I have two tables with identical schema: foo and bar. They have the same number of columns, with the same names, in the same order, and the columns are the same data type.
"foo" has 758,104 records. "bar" has 213,094 records. When I run the following, I get 6,092 records returned.
WITH combined AS (
SELECT col1, col2, col3, ...
FROM catalog.schema.foo
UNION ALL
SELECT col1, col2, col3, ...
FROM catalog.schema.bar
)
SELECT *
FROM combined
WHERE DateCollected = '2025-10-27';
When I run the following, I get 971,198 records:
WITH combined AS (
SELECT pkid, col1, col2, col3, ...
FROM catalog.schema.foo
UNION ALL
SELECT pkid, col1, col2, col3, ...
FROM catalog.schema.bar
)
SELECT COUNT(*)
FROM combined
WHERE DateCollected = '2025-10-27';
According to Databricks, "UNION Returns the result of subquery1 plus the rows of subquery2. If ALL is specified duplicate rows are preserved." - see Set operators. I would expect the first query to return all records.

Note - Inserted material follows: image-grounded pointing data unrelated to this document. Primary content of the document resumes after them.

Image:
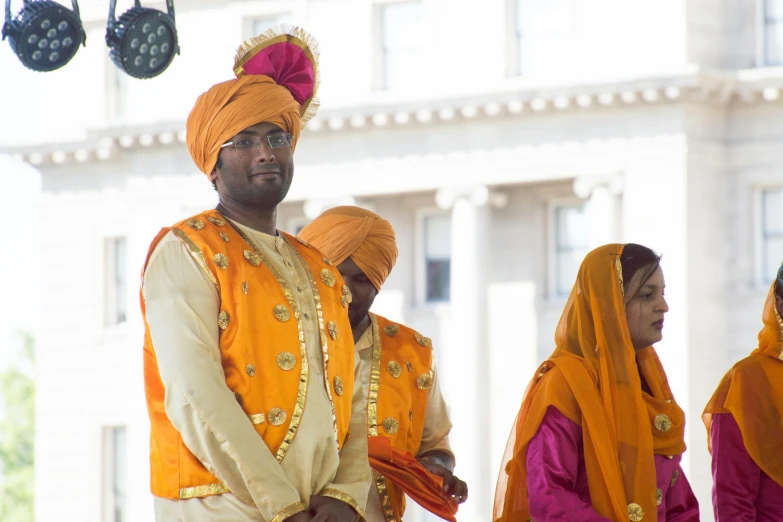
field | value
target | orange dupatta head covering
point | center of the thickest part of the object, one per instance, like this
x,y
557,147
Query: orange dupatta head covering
x,y
277,82
752,392
594,380
364,236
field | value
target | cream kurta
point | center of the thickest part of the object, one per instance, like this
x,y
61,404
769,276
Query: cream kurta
x,y
181,306
437,424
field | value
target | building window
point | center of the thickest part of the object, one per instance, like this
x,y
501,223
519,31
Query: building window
x,y
437,258
771,233
773,32
402,43
571,244
256,25
542,36
115,507
116,280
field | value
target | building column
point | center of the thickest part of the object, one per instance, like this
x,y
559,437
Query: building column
x,y
465,359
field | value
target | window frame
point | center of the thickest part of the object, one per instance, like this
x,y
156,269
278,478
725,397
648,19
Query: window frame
x,y
421,256
552,247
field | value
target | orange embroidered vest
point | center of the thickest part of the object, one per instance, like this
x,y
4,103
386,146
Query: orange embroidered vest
x,y
262,349
400,380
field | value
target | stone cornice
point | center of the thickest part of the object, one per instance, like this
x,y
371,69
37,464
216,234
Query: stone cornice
x,y
718,87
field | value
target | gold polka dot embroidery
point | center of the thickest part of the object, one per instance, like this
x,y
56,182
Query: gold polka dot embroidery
x,y
252,258
391,425
220,260
394,369
282,313
286,361
635,512
223,318
663,422
347,295
328,277
391,330
424,341
424,381
195,224
276,416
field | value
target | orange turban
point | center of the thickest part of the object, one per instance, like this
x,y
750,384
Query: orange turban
x,y
232,106
354,232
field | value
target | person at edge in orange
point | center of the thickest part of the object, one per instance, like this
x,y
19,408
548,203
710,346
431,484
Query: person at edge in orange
x,y
599,436
394,364
249,397
745,430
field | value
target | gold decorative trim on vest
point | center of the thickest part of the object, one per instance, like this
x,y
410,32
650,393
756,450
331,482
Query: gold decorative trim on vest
x,y
202,491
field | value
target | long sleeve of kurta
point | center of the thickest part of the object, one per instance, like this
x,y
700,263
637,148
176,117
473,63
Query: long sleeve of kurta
x,y
553,463
182,305
736,477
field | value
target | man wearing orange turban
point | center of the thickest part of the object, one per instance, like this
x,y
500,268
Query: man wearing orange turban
x,y
396,369
246,389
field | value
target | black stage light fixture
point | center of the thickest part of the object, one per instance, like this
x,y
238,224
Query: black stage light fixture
x,y
143,41
44,35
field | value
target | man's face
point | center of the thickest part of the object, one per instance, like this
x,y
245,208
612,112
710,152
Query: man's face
x,y
361,288
256,178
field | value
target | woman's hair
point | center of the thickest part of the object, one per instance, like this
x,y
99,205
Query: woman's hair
x,y
638,257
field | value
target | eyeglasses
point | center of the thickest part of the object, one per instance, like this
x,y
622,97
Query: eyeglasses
x,y
278,140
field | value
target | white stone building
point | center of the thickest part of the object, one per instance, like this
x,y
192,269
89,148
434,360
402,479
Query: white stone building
x,y
502,138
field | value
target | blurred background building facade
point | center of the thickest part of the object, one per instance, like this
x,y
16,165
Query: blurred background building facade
x,y
503,139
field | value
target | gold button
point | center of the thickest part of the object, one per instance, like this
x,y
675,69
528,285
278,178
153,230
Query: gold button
x,y
394,369
286,361
282,313
220,260
424,381
252,258
223,318
391,425
663,422
635,512
328,277
195,224
276,416
424,341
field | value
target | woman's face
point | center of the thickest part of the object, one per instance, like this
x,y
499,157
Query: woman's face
x,y
645,309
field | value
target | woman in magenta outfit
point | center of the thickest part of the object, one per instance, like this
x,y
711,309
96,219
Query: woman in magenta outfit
x,y
599,436
745,428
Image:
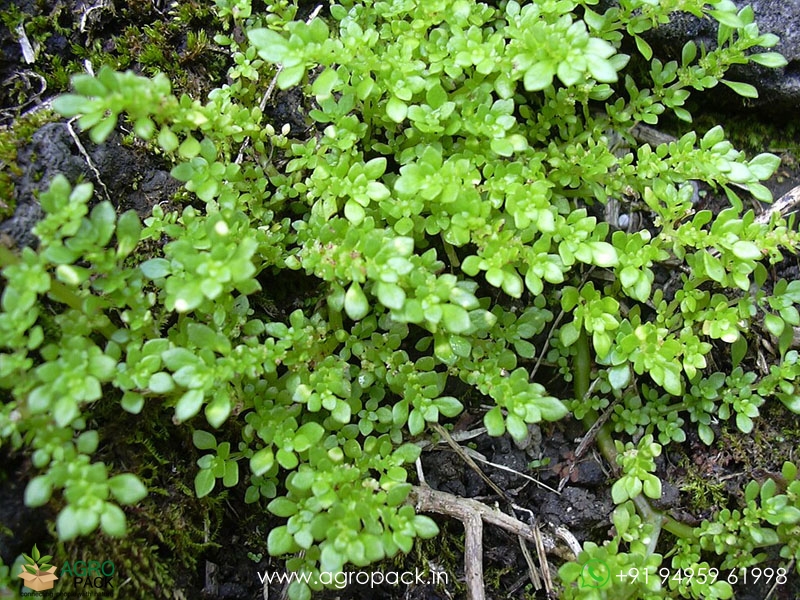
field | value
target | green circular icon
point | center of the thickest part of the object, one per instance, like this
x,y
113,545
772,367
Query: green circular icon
x,y
595,573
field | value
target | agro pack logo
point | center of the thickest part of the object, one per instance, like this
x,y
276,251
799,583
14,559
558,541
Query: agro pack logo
x,y
37,573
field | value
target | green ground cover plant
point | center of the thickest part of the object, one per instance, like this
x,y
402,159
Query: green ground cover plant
x,y
444,208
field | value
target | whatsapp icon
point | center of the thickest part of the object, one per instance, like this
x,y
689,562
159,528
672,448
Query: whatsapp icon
x,y
595,573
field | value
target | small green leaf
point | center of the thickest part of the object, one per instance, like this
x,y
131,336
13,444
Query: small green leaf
x,y
280,541
539,76
204,482
324,83
203,440
746,250
112,520
218,410
262,461
188,405
189,148
494,422
38,491
396,109
127,488
167,139
454,318
356,304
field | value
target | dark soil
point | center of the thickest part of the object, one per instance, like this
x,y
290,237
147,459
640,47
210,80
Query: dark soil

There are 36 columns in my data set. If I remove the last 12 columns from each of the SELECT statements in the UNION, I see the records 971,198 records when querying "combined" with a SELECT *.
These columns have the following data types and all contain NULLs:
col25 decimal(10,2)
col26 decimal(10,2)
col27 string
col28 date
col29 decimal(10,2)
col30 decimal(10,2)
col31 timestamp
col32 string
col33 string
col34 string
col35 string
col36 decimal(38,2)
The behavior with the missing rows happens whether I wrap the 12 columns in a coalesce to avoid NULLs or explicitly CAST them to the desired data type. It happens whether I the SELECT statement calling the CTE using a SELECT * or each column explicitly named.
Why would the exclusion of rows change the number of records returned by the "combined" CTE with the UNION ALL?
SELECT * FROM foois iffy because it can burn you in several interesting ways; one of them is running afoul of column-level access restrictions.